In fact, this poses some problems for the new sins. While the original sins were at the roots of behaviour, the new sins are the ends. In moral philosophy, that's the difference between a deontological approach and a consequentialist approach.

So in the old school sins, you're heading off immoral behaviour at the pass by constricting it at its source. You're not getting into squabbles over whether eating 4 or 14 hot dogs is bad - it's the desire to scoff that's frowned upon.

In the new school, what happens if you work in the tax department for a government with particularly draconian taxation laws? You might - through no intention of your own - be responsible for social injustice. Then you die and BAM - you're in Hell.

Which raises another issue: law. Apparently consuming drugs is now a sin. Yet Catholics are partial to a glass of wine from liturgy to liturgy. Alcohol is a drug, but evidently consuming it isn't a sin. So which drugs are sinful? And here's the rub.

If the Vatican declares that only illegal drugs are sinful, then they're conflating morality with justice.

And, as every student in first year philosophy of morality learns, they're very different things; it's not immoral do break the law.

This is because you can have immoral laws - such as ones that permit cruelty or unnecessary pain - and it could be argued that it's an individual's moral imperative to disobey those laws.
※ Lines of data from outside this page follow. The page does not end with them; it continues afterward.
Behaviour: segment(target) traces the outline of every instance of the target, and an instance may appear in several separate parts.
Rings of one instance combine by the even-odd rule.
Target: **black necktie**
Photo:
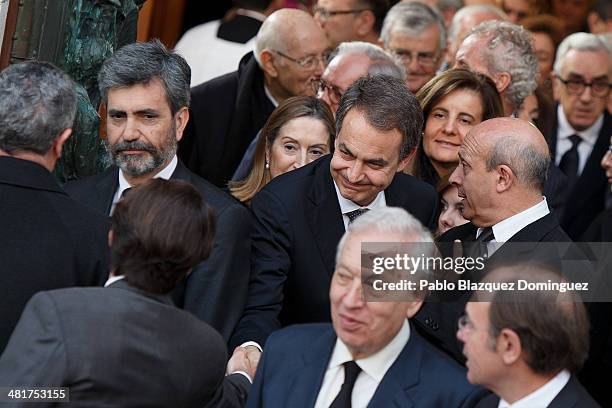
[[[347,212],[346,216],[349,218],[349,224],[355,221],[360,215],[367,213],[369,210],[369,208],[359,208],[357,210]]]
[[[123,200],[125,197],[127,197],[130,194],[130,191],[132,190],[132,187],[128,187],[125,190],[123,190],[121,192],[121,197],[119,197],[119,200]]]
[[[569,140],[572,142],[572,147],[561,157],[559,169],[567,176],[567,183],[571,188],[578,178],[578,163],[580,161],[578,145],[582,142],[582,138],[578,135],[571,135]]]
[[[354,361],[344,363],[344,383],[329,408],[351,408],[351,394],[361,368]]]
[[[489,251],[487,249],[487,243],[495,238],[493,235],[493,228],[486,227],[483,228],[480,232],[480,235],[474,241],[474,247],[472,252],[473,258],[487,258],[489,256]]]

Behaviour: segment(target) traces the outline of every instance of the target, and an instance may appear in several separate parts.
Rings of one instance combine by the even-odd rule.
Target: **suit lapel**
[[[419,384],[423,339],[410,327],[410,339],[376,388],[368,407],[414,407],[408,390]],[[415,407],[416,408],[416,407]]]
[[[576,377],[571,376],[565,387],[559,391],[559,394],[550,402],[549,408],[577,408],[578,407],[578,389]]]
[[[295,406],[314,406],[335,342],[336,335],[329,324],[326,331],[302,354],[303,366],[293,373],[287,403],[294,402]]]
[[[119,169],[112,167],[96,182],[96,198],[91,203],[91,206],[99,212],[109,215],[118,187]]]
[[[340,204],[329,170],[330,160],[321,160],[315,169],[305,205],[307,223],[329,275],[334,271],[336,247],[344,234]]]

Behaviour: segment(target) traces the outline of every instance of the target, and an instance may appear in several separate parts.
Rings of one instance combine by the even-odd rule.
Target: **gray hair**
[[[267,18],[257,32],[255,37],[255,50],[253,56],[255,61],[259,64],[260,68],[263,68],[261,62],[261,53],[264,50],[276,50],[280,52],[287,52],[285,47],[285,41],[282,39],[282,35],[279,35],[278,22],[274,19]]]
[[[463,7],[463,0],[438,0],[436,7],[440,11],[454,10],[457,11]]]
[[[77,109],[75,83],[48,62],[28,61],[0,72],[0,149],[45,154]]]
[[[387,13],[380,38],[388,48],[392,33],[417,36],[432,24],[438,27],[440,33],[438,51],[443,50],[446,48],[446,27],[440,13],[422,3],[398,3]]]
[[[158,39],[128,44],[102,64],[98,86],[104,103],[112,88],[146,85],[153,79],[164,85],[170,110],[174,115],[189,107],[191,68],[179,54],[168,50]]]
[[[550,166],[550,154],[538,151],[533,145],[521,142],[508,135],[500,138],[489,151],[486,159],[487,171],[505,164],[512,169],[518,181],[544,191],[544,183]]]
[[[508,16],[504,13],[500,8],[491,6],[489,4],[474,4],[471,6],[465,6],[459,11],[455,13],[453,19],[451,20],[451,25],[448,28],[448,40],[454,41],[457,36],[457,32],[459,28],[461,28],[461,24],[463,20],[474,14],[490,14],[493,16],[499,17],[501,20],[507,20]]]
[[[484,63],[491,75],[500,72],[510,74],[510,85],[504,98],[518,109],[523,100],[538,86],[538,59],[531,42],[531,35],[522,26],[507,21],[485,21],[478,24],[468,36],[487,39]]]
[[[605,52],[608,54],[608,60],[612,59],[612,51],[610,51],[601,37],[591,33],[574,33],[566,37],[561,44],[559,44],[559,48],[557,48],[557,56],[555,57],[555,64],[553,65],[553,69],[557,75],[561,75],[565,57],[571,50]],[[609,70],[612,70],[612,63],[609,62],[608,66]]]
[[[388,75],[401,81],[406,80],[404,64],[378,45],[364,41],[343,42],[336,47],[330,57],[330,61],[335,57],[347,54],[363,54],[367,56],[371,61],[368,75]]]
[[[355,81],[342,95],[336,112],[336,134],[342,130],[342,122],[351,109],[365,115],[370,126],[402,135],[399,158],[406,158],[420,142],[423,129],[423,111],[406,84],[387,75],[363,77]]]
[[[340,254],[348,237],[366,231],[410,236],[412,237],[412,242],[431,243],[431,245],[427,245],[427,248],[431,247],[433,253],[433,237],[419,220],[403,208],[383,207],[370,210],[349,224],[348,229],[338,243],[336,263],[340,260]],[[428,254],[425,255],[427,256]]]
In fact, morality needs to be the big brother of justice in order for justice to be kept on track and to give it its meaning.

Furthermore, another cruical departure between morality and justice is that the former has some aspect of universality to it, while the latter can be localised or contingent. For example, if murder is morally disallowed, then it is disallowed everywhere. Yet if driving on the right side of the road is disallowed in the law in Australia, that doesn't prevent it from being permissible elsewhere.

Laws alone don't morals make.

So here we have the Vatican telling us that whatever drug policy our present government happens to come up with is setting the moral standard of the day. And by that reasoning, if the government legalised marijuana, heroin and cocaine, then these wouldn't be sinful substances.

Confused, at best.

And then there's "morally debatable experiments". I thought the point of being "debatable" was that there were points of contention that should be discussed, reviewed, analysed and scrutinised. Not banned without debate. To call something with an uncertain moral status automatically morally impermissible is banal.

So while I support raising awareness of serious social issues like social injustice, environmental damage and the moral implications of science, the Vatican's recent approach wouldn't get a passing mark in a first year moral philosophy paper.

Are these the ones we want dictating morality to a billion-odd people?

And while talking about social injustice and environmental degradation, what about the impact of millions of unwanted children on the world - and the corresponding misery brought on by poverty when they can't be properly cared for - caused by the Vatican banning contraception?

That said, the more inane the church gets, the more it will encourage people to question it - and questioning is always a virtue in my books.